Here the stairs came to an end and the ladders began. And after the
first ladder (a slippery old thing which made one feel his way with a
cautious foot) there was a new and even greater wonder, the town-clock.
I saw the heart of time. I could hear the heavy pulsebeats of the rapid
seconds--one--two--three--up to sixty. Then a sudden quivering noise
when all the wheels seemed to stop and another minute had been chopped
off eternity. Without pause it began again--one--two--three--until at
last after a warning rumble and the scraping of many wheels a thunderous
voice, high above us, told the world that it was the hour of noon.

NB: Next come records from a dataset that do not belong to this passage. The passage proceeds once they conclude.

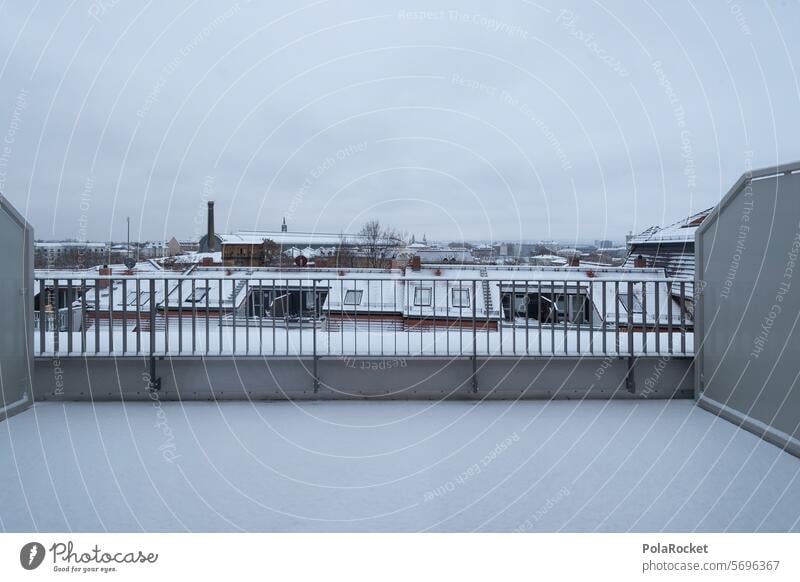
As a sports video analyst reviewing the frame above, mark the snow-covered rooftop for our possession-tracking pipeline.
[0,400,800,532]
[629,207,714,245]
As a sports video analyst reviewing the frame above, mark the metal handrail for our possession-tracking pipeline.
[34,270,693,359]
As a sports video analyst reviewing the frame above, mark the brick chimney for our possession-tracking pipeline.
[97,265,112,289]
[207,200,217,253]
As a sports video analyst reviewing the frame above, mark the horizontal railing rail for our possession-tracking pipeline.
[33,270,694,358]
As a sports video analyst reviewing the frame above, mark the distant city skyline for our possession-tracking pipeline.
[0,0,800,241]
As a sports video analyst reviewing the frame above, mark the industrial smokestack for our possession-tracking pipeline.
[207,200,217,253]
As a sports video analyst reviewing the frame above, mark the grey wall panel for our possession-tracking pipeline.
[35,357,694,400]
[695,167,800,450]
[0,196,33,420]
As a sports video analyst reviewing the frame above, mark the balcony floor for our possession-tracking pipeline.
[0,400,800,531]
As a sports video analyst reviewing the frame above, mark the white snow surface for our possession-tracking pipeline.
[0,400,800,531]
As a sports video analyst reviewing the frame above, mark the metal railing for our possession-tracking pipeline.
[34,271,694,358]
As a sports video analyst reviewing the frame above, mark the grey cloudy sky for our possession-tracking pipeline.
[0,0,800,240]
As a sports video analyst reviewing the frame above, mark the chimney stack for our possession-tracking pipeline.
[97,265,112,289]
[207,200,217,253]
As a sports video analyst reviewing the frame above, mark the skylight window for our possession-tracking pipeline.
[453,287,469,308]
[414,287,433,307]
[344,289,364,305]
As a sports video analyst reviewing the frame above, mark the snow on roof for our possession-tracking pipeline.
[219,230,363,248]
[33,240,109,249]
[630,207,714,244]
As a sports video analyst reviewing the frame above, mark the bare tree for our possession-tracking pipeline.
[262,238,282,267]
[358,219,403,267]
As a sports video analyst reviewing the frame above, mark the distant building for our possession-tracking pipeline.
[34,241,111,268]
[624,208,713,281]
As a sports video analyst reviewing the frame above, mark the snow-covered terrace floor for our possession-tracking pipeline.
[0,400,800,531]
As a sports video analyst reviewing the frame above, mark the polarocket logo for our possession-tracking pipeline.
[19,542,45,570]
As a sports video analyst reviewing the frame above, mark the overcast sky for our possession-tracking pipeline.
[0,0,800,241]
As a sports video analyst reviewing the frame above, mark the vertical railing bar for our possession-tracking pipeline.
[242,278,248,356]
[550,279,558,356]
[667,281,673,354]
[653,281,661,355]
[481,280,490,357]
[339,279,346,357]
[509,279,517,356]
[230,277,236,355]
[575,280,583,354]
[94,279,102,354]
[217,277,222,354]
[628,281,634,355]
[108,276,114,355]
[178,279,183,355]
[458,279,466,356]
[564,279,569,355]
[431,281,436,356]
[444,279,450,356]
[498,281,506,356]
[149,278,156,358]
[53,279,61,354]
[204,279,211,354]
[536,279,542,356]
[472,279,476,374]
[600,281,608,356]
[136,277,142,355]
[164,277,169,354]
[121,279,128,356]
[642,281,647,354]
[614,281,620,355]
[311,279,319,392]
[581,281,594,355]
[298,279,303,356]
[680,281,686,354]
[39,279,48,354]
[189,277,197,355]
[67,278,73,354]
[417,280,425,356]
[522,278,531,356]
[81,279,88,354]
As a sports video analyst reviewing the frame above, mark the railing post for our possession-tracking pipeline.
[472,279,478,394]
[312,279,319,394]
[148,278,161,392]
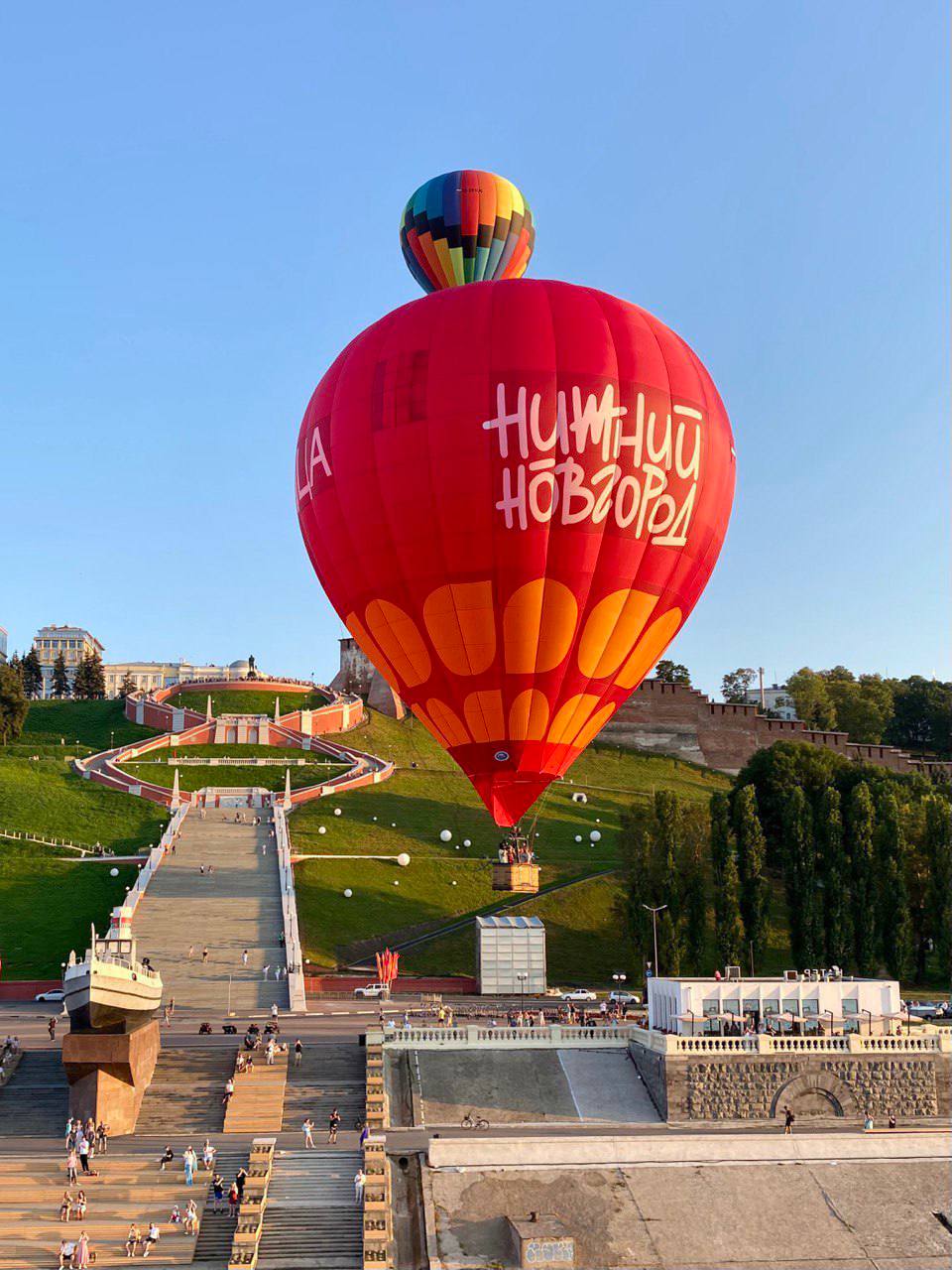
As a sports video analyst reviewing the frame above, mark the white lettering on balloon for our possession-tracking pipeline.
[295,422,330,507]
[482,384,703,546]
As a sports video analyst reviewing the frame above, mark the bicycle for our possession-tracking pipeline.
[459,1111,489,1129]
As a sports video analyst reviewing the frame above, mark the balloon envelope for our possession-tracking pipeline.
[296,281,735,825]
[400,168,536,291]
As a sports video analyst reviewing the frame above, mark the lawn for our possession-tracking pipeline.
[291,711,730,872]
[0,757,168,854]
[0,843,136,979]
[19,698,158,758]
[290,711,729,981]
[169,689,327,718]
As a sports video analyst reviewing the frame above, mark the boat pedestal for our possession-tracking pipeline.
[62,1020,162,1137]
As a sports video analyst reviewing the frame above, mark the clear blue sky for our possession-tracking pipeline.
[0,0,949,690]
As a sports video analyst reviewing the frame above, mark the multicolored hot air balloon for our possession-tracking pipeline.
[296,171,735,826]
[400,168,536,291]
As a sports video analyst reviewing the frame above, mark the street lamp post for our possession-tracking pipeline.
[516,970,528,1015]
[641,904,667,976]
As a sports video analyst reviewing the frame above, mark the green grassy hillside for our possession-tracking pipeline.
[19,698,158,756]
[291,712,729,981]
[0,701,168,979]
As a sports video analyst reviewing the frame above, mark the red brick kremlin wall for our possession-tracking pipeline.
[598,680,952,780]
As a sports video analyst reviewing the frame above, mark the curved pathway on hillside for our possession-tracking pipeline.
[73,680,394,807]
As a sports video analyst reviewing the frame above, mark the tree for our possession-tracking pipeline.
[815,786,853,966]
[886,675,952,754]
[787,666,837,731]
[824,667,892,745]
[783,788,819,967]
[22,648,44,701]
[654,658,690,687]
[734,785,768,956]
[874,786,912,979]
[0,664,29,745]
[924,797,952,980]
[54,653,69,698]
[721,666,757,702]
[72,652,105,701]
[715,851,744,965]
[847,781,877,974]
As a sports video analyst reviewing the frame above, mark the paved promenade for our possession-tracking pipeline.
[133,809,289,1019]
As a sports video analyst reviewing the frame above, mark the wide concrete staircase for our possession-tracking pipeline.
[225,1051,289,1134]
[133,811,289,1021]
[0,1144,211,1270]
[258,1148,362,1270]
[0,1048,69,1138]
[135,1045,237,1149]
[282,1040,367,1140]
[187,1139,248,1270]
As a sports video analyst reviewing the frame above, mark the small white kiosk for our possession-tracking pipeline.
[476,916,545,997]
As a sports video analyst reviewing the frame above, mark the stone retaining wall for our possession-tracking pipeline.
[631,1045,952,1121]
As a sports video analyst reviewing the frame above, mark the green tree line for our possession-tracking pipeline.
[621,742,952,984]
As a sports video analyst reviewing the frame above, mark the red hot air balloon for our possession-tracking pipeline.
[296,192,735,826]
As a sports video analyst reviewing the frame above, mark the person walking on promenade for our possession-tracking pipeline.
[72,1230,90,1270]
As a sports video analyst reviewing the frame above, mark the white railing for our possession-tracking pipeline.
[123,803,190,917]
[273,797,307,1013]
[631,1028,952,1058]
[381,1024,632,1049]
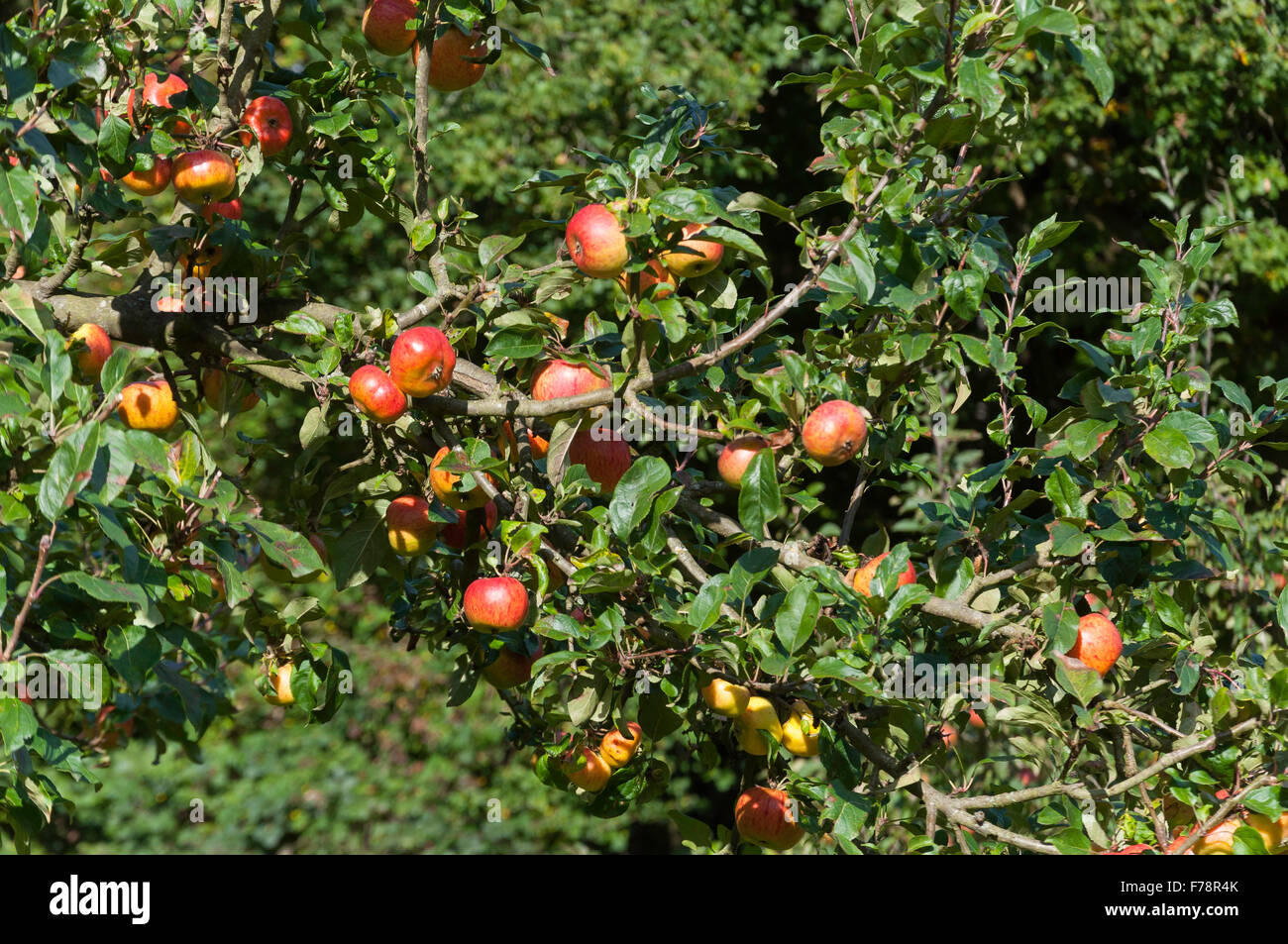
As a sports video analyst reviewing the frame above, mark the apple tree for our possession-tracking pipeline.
[0,0,1288,854]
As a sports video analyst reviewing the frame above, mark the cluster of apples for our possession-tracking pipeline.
[559,721,643,793]
[103,72,293,209]
[362,0,488,91]
[702,679,818,757]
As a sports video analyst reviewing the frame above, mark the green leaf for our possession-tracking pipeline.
[738,450,782,538]
[608,456,671,538]
[1145,426,1194,469]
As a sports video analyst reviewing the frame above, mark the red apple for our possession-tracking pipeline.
[802,400,868,465]
[661,223,724,278]
[568,428,631,496]
[389,327,456,396]
[532,361,613,400]
[442,501,496,551]
[849,551,917,596]
[733,787,805,851]
[385,494,438,557]
[241,95,293,157]
[201,197,242,223]
[362,0,420,55]
[64,325,112,380]
[411,26,486,91]
[349,365,407,422]
[1066,613,1124,675]
[171,149,237,206]
[716,437,769,488]
[564,203,630,278]
[461,577,528,632]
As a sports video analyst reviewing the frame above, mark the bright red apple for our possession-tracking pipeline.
[349,365,407,422]
[461,577,528,632]
[389,327,456,396]
[564,203,631,278]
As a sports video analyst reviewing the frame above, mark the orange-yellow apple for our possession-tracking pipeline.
[170,149,237,206]
[411,26,486,91]
[716,437,769,488]
[64,323,112,380]
[116,380,179,433]
[850,551,917,596]
[461,577,528,632]
[564,203,631,278]
[362,0,419,55]
[702,679,751,717]
[429,446,488,511]
[389,326,456,396]
[783,699,818,757]
[559,747,613,793]
[733,787,805,851]
[661,223,724,278]
[737,695,783,757]
[349,365,407,422]
[802,400,868,465]
[1068,613,1124,675]
[599,721,640,770]
[385,494,438,558]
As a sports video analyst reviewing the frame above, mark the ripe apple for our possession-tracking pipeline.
[617,259,675,301]
[116,380,179,433]
[461,577,528,632]
[1066,613,1124,675]
[716,437,769,488]
[733,787,805,853]
[241,95,293,157]
[802,400,868,465]
[125,72,192,138]
[389,327,456,396]
[661,223,724,278]
[849,551,917,596]
[442,501,499,548]
[429,446,488,511]
[599,721,640,770]
[385,494,438,557]
[349,365,407,422]
[265,662,295,704]
[117,157,171,197]
[564,203,631,278]
[568,429,631,496]
[171,149,237,206]
[1192,816,1239,855]
[64,323,112,380]
[483,641,542,689]
[362,0,420,55]
[201,369,259,413]
[201,197,242,223]
[783,699,818,757]
[735,695,783,757]
[702,679,751,717]
[559,747,613,793]
[1243,812,1284,854]
[411,26,486,91]
[532,361,613,400]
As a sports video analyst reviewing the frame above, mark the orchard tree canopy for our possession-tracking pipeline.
[0,0,1288,854]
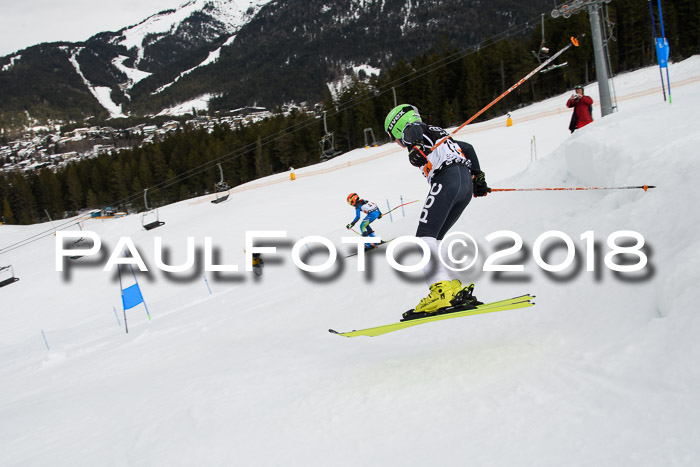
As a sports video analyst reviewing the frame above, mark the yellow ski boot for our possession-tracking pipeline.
[413,279,462,314]
[401,279,482,321]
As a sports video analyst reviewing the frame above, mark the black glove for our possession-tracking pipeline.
[408,144,428,167]
[472,170,491,198]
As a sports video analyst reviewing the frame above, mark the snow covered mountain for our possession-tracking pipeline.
[0,56,700,467]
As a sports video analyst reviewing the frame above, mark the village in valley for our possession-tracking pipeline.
[0,105,282,173]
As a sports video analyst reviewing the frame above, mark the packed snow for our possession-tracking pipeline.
[0,57,700,467]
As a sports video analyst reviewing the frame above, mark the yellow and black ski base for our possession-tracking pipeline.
[328,294,535,337]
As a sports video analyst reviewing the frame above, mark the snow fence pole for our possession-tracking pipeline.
[431,34,585,151]
[491,185,656,193]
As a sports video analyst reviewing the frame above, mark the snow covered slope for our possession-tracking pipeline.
[0,57,700,467]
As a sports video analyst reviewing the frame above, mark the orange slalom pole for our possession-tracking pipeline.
[431,34,585,151]
[491,185,656,193]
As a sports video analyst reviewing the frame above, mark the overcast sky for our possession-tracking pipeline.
[0,0,186,57]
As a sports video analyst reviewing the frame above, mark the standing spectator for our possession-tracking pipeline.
[566,85,593,133]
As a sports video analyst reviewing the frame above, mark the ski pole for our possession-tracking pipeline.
[431,34,585,151]
[491,185,656,193]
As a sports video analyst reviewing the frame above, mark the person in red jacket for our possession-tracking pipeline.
[566,86,593,133]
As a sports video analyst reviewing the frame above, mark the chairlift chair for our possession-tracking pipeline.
[0,264,19,287]
[73,222,87,246]
[364,128,379,148]
[532,14,569,73]
[141,188,165,230]
[211,164,231,204]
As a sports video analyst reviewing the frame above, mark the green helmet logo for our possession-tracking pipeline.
[384,104,421,139]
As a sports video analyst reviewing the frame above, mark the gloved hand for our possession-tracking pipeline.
[408,144,428,167]
[472,170,491,198]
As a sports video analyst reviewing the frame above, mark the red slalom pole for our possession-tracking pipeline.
[491,185,656,193]
[431,34,585,151]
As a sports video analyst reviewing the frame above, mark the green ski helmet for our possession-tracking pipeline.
[384,104,422,140]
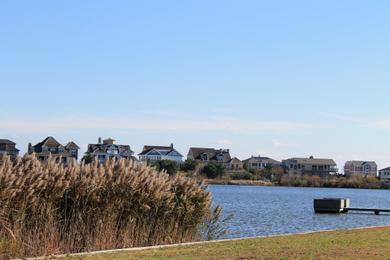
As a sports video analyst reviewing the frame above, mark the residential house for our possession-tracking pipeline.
[344,161,378,177]
[28,136,80,164]
[138,144,183,164]
[187,147,233,169]
[282,156,338,177]
[0,139,19,163]
[228,157,244,171]
[243,156,282,170]
[379,167,390,181]
[86,137,136,163]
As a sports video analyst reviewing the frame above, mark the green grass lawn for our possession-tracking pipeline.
[69,227,390,259]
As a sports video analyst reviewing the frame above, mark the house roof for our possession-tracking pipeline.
[138,145,183,157]
[0,139,16,145]
[244,156,281,164]
[189,147,232,162]
[345,161,377,167]
[87,144,134,156]
[288,158,336,166]
[34,136,61,148]
[229,157,242,163]
[65,141,80,149]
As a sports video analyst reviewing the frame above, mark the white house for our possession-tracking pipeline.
[344,161,378,177]
[138,144,183,163]
[86,138,135,163]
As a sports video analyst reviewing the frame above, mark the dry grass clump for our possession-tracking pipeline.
[0,156,211,257]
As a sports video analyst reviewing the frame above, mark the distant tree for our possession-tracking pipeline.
[181,159,198,172]
[202,162,225,179]
[151,160,179,175]
[81,154,95,164]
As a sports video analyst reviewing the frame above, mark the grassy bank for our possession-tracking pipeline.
[0,156,213,259]
[68,227,390,259]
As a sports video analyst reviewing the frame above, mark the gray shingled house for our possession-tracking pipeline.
[86,137,136,163]
[28,136,80,164]
[0,139,19,163]
[282,156,338,177]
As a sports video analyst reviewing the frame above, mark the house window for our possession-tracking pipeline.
[217,154,223,162]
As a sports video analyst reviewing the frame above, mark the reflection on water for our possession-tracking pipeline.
[210,185,390,238]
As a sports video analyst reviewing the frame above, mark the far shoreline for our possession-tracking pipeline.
[203,179,390,190]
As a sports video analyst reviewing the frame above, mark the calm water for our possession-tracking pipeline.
[210,185,390,238]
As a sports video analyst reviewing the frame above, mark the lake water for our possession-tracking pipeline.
[209,185,390,238]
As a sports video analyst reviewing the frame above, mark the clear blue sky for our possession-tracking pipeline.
[0,0,390,171]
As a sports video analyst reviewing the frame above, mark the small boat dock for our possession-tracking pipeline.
[314,198,390,215]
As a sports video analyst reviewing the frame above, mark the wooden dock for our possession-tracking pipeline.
[344,208,390,215]
[314,198,390,215]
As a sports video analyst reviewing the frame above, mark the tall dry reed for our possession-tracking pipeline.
[0,155,211,257]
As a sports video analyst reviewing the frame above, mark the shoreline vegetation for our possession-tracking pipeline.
[174,160,390,189]
[0,155,219,259]
[66,227,390,260]
[204,176,390,190]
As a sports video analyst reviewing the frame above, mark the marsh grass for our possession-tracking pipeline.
[0,155,213,258]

On the next floor were the bells. The nice little bells and their
terrible sisters. In the centre the big bell, which made me turn stiff
with fright when I heard it in the middle of the night telling a story
of fire or flood. In solitary grandeur it seemed to reflect upon those
six hundred years during which it had shared the joys and the sorrows of
the good people of Rotterdam. Around it, neatly arranged like the blue
jars in an old-fashioned apothecary shop, hung the little fellows, who
twice each week played a merry tune for the benefit of the country-folk
who had come to market to buy and sell and hear what the big world had
been doing. But in a corner--all alone and shunned by the others--a big
black bell, silent and stern, the bell of death.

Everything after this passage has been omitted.